Bar jeder Vernunft

VON WOLFGANG HORN

Bürgermeister kann man nicht lernen. Oder, andersherum: Bürgermeister kann man nicht in einem speziellen Ausbildungsbetrieb lernen, in einer Schule nicht und auch an keiner Universität. Bürgermeister lernt man dort, wo man das Amt auch ausführt. Im Rathaus, auf dem Chefsessel. Und vorher, sozusagen im richtigen Leben. Und wenn der Amtsinhaber dann, mitunter nach Jahren, eine halbwegs triftige Vorstellung davon entwickeln kann, was alles des Amtes ist und wer und was und wer auf keinen Fall, dann kommen wieder alle Parteien zusammen und präsentieren neue Kandidaten fürs Bürgermeisteramt. „Unserer soll das Bürgermeisteramt jetzt auch erlernen“, heißt es dann unisono. Mit einer Stimme. Der des (Partei-)Volkes. Eigentlich ein Vorgang bar jeder Vernunft, wenn auch zutiefst demokratisch.

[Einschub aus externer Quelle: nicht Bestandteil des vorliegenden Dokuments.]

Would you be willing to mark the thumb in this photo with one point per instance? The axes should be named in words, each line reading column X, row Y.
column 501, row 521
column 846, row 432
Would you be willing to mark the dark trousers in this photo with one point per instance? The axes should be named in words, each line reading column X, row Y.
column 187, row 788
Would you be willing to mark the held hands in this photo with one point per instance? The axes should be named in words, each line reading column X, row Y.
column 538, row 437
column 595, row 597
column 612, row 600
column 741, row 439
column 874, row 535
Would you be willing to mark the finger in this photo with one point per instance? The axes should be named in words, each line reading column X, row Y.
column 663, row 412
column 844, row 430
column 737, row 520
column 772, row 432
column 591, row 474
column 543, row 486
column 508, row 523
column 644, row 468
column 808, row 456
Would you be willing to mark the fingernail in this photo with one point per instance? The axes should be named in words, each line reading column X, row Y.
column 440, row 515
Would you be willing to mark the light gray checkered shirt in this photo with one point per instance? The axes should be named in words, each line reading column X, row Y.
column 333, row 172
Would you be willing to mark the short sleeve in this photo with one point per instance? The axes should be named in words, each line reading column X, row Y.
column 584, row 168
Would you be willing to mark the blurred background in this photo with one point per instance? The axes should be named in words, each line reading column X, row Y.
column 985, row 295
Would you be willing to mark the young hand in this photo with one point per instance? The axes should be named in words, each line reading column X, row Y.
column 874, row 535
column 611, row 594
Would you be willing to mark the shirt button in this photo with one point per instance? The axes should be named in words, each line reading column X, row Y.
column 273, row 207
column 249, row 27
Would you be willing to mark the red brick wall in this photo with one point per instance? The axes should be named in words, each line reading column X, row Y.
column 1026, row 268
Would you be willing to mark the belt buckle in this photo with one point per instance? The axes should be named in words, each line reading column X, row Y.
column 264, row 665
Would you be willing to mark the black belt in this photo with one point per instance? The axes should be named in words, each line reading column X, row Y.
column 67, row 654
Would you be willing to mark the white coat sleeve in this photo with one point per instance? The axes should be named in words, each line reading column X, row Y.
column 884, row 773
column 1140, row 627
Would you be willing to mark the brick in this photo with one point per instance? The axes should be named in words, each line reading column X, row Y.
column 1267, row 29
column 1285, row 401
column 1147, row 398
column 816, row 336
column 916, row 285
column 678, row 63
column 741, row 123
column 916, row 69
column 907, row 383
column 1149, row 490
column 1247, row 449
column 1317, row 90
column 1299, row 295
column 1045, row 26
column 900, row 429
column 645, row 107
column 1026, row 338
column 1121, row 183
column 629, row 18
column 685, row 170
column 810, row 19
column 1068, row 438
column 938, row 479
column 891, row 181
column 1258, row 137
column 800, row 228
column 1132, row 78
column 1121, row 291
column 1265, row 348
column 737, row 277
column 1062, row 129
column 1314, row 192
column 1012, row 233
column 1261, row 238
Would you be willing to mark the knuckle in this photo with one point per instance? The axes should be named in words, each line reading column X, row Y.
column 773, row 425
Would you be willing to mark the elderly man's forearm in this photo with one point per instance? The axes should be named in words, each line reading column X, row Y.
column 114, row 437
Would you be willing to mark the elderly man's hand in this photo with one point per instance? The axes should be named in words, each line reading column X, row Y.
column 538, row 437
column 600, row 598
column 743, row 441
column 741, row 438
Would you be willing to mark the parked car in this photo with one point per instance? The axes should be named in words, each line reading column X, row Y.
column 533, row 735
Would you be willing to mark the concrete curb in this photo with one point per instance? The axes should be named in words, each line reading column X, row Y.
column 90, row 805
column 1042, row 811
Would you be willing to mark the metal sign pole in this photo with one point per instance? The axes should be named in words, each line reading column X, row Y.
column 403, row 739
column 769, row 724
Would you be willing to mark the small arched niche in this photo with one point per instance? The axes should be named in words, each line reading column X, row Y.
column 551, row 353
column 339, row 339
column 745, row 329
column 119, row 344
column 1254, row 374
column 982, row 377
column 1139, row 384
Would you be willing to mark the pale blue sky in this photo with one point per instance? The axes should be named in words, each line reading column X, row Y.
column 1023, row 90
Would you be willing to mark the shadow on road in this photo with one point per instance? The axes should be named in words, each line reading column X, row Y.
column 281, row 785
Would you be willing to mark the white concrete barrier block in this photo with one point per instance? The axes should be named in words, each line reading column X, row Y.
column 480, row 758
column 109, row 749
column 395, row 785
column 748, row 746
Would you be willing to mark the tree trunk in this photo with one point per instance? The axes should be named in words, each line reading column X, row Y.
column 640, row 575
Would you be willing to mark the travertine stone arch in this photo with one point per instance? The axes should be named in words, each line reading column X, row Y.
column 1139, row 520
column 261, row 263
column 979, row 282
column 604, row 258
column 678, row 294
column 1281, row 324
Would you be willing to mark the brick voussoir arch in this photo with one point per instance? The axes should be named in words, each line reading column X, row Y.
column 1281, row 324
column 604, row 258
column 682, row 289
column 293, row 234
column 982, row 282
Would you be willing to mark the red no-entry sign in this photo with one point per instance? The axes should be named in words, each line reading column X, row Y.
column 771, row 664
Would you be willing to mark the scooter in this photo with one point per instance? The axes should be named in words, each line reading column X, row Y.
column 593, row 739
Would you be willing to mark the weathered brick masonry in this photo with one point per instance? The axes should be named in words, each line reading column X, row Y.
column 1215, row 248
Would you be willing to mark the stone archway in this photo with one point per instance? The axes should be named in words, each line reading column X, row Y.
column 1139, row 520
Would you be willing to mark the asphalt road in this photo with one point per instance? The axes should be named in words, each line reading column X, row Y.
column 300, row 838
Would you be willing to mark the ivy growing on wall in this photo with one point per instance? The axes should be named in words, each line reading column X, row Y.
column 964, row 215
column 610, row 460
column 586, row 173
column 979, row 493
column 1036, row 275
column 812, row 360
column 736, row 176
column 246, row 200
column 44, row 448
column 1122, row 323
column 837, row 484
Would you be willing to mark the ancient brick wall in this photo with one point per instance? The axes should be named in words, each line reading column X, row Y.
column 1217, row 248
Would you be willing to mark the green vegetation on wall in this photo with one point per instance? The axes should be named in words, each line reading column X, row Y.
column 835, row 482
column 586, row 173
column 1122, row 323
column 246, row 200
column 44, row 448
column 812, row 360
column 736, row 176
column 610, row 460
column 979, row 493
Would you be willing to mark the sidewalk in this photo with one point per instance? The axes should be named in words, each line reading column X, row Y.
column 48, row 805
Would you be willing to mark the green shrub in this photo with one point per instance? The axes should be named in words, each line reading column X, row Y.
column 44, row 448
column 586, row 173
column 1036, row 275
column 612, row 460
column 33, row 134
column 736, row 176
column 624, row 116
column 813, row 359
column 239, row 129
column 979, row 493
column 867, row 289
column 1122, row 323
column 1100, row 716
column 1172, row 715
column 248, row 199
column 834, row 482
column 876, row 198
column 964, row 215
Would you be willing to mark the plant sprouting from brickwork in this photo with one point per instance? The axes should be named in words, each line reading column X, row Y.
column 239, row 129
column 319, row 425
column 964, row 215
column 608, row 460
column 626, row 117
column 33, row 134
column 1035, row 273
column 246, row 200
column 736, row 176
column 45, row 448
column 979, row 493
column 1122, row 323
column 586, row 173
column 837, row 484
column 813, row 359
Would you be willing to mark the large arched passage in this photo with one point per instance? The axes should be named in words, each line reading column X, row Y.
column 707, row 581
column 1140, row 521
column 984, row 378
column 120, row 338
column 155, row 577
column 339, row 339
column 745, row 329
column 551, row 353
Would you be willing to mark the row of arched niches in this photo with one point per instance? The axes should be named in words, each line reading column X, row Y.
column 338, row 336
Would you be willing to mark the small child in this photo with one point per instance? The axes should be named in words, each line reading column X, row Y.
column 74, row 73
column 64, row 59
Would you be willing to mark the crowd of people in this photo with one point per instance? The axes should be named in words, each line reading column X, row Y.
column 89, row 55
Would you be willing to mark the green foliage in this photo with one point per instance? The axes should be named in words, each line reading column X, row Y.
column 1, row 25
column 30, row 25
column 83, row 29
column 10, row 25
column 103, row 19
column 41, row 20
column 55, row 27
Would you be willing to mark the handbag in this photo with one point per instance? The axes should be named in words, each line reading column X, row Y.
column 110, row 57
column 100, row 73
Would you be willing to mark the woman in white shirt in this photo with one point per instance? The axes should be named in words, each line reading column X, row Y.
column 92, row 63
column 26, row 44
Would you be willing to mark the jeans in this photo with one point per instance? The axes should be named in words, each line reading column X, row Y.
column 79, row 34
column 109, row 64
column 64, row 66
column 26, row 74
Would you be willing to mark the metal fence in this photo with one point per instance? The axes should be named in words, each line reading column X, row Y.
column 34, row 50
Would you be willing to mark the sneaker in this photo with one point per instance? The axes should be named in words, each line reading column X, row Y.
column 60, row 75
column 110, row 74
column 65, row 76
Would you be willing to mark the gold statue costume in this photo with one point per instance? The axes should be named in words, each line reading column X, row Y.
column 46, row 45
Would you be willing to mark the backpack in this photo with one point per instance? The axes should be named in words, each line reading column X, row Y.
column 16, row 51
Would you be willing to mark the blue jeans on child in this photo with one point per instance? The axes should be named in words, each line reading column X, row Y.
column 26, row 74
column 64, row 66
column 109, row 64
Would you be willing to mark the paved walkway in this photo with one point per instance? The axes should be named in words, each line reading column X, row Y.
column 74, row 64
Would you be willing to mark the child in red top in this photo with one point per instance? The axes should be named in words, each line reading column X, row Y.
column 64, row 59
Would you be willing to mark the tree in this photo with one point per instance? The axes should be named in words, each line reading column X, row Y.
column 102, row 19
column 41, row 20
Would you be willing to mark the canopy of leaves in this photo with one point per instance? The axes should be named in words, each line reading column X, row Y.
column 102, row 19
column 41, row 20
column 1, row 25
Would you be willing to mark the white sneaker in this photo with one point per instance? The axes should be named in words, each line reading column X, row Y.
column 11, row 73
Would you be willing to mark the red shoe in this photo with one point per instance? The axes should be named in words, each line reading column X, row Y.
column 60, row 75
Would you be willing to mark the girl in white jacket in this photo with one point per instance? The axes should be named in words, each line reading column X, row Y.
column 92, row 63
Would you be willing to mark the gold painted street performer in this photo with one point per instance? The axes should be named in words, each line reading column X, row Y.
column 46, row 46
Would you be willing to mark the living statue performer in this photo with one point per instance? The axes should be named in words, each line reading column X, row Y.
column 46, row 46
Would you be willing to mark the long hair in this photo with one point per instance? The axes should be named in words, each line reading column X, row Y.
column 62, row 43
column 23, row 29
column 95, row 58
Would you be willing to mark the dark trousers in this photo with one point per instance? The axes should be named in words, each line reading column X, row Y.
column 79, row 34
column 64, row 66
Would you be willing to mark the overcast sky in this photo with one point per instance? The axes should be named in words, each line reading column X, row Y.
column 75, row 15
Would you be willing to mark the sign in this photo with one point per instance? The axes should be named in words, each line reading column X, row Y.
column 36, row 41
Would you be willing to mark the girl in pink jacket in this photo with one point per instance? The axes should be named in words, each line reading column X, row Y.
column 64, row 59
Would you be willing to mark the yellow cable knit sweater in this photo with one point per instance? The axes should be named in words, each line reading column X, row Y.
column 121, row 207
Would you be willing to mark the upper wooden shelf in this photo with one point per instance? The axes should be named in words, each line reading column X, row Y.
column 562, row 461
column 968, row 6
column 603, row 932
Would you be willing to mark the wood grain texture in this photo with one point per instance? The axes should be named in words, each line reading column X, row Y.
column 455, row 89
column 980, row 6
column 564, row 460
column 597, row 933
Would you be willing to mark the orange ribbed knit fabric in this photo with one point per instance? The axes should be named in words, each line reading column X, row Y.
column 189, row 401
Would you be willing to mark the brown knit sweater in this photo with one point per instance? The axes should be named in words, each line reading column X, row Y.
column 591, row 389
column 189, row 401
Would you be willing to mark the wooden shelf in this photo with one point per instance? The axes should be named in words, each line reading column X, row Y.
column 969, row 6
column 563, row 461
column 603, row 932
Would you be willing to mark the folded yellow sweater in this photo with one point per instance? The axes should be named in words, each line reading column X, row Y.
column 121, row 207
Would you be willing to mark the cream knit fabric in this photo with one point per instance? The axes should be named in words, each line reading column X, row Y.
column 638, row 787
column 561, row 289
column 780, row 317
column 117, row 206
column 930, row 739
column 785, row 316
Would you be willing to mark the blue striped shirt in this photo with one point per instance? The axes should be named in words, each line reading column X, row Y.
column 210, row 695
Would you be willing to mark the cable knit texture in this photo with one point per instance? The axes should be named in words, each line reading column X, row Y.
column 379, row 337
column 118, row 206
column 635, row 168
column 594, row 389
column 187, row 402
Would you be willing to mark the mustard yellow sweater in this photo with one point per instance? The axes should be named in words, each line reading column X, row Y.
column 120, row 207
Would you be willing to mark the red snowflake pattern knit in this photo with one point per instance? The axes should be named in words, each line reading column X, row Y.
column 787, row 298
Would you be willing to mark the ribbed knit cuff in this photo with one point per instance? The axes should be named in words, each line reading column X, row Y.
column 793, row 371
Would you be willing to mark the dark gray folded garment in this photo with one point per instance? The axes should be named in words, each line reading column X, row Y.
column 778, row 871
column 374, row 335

Streng genommen sollten wir einen Bürgermeister genau dann nicht neu wählen, wenn mit seiner Amtsausübung eine gute Bilanz für die Stadt, fürs Gemeinwesen verbunden ist, für die Bürgerinnen und Bürger. Wenn die Bilanz, sozusagen das Zeugnis der Amtsausübung zeigt, daß er‘s kann, der Bürgermeister, daß er sein Handwerk versteht, daß er ordentlich leitet, verständlich kommuniziert, mit Bürgern und Mitarbeiterinnen, mit Nachbarstädten und Kreis zum Wohle aller kooperiert – ja warum sollte er dann nicht auf seinem Chefsessel weiterarbeiten? Die Bürgerinnen und Bürger jedenfalls bräuchten nur in jenem anderen Fall einen neuen Bürgermeister, eine Bürgermeisterin, daß die Bilanz nicht gut genug und der Amtsinhaber dafür verantwortlich ist. Das wäre dann zwar vernünftig, aber eben auch nicht demokratisch.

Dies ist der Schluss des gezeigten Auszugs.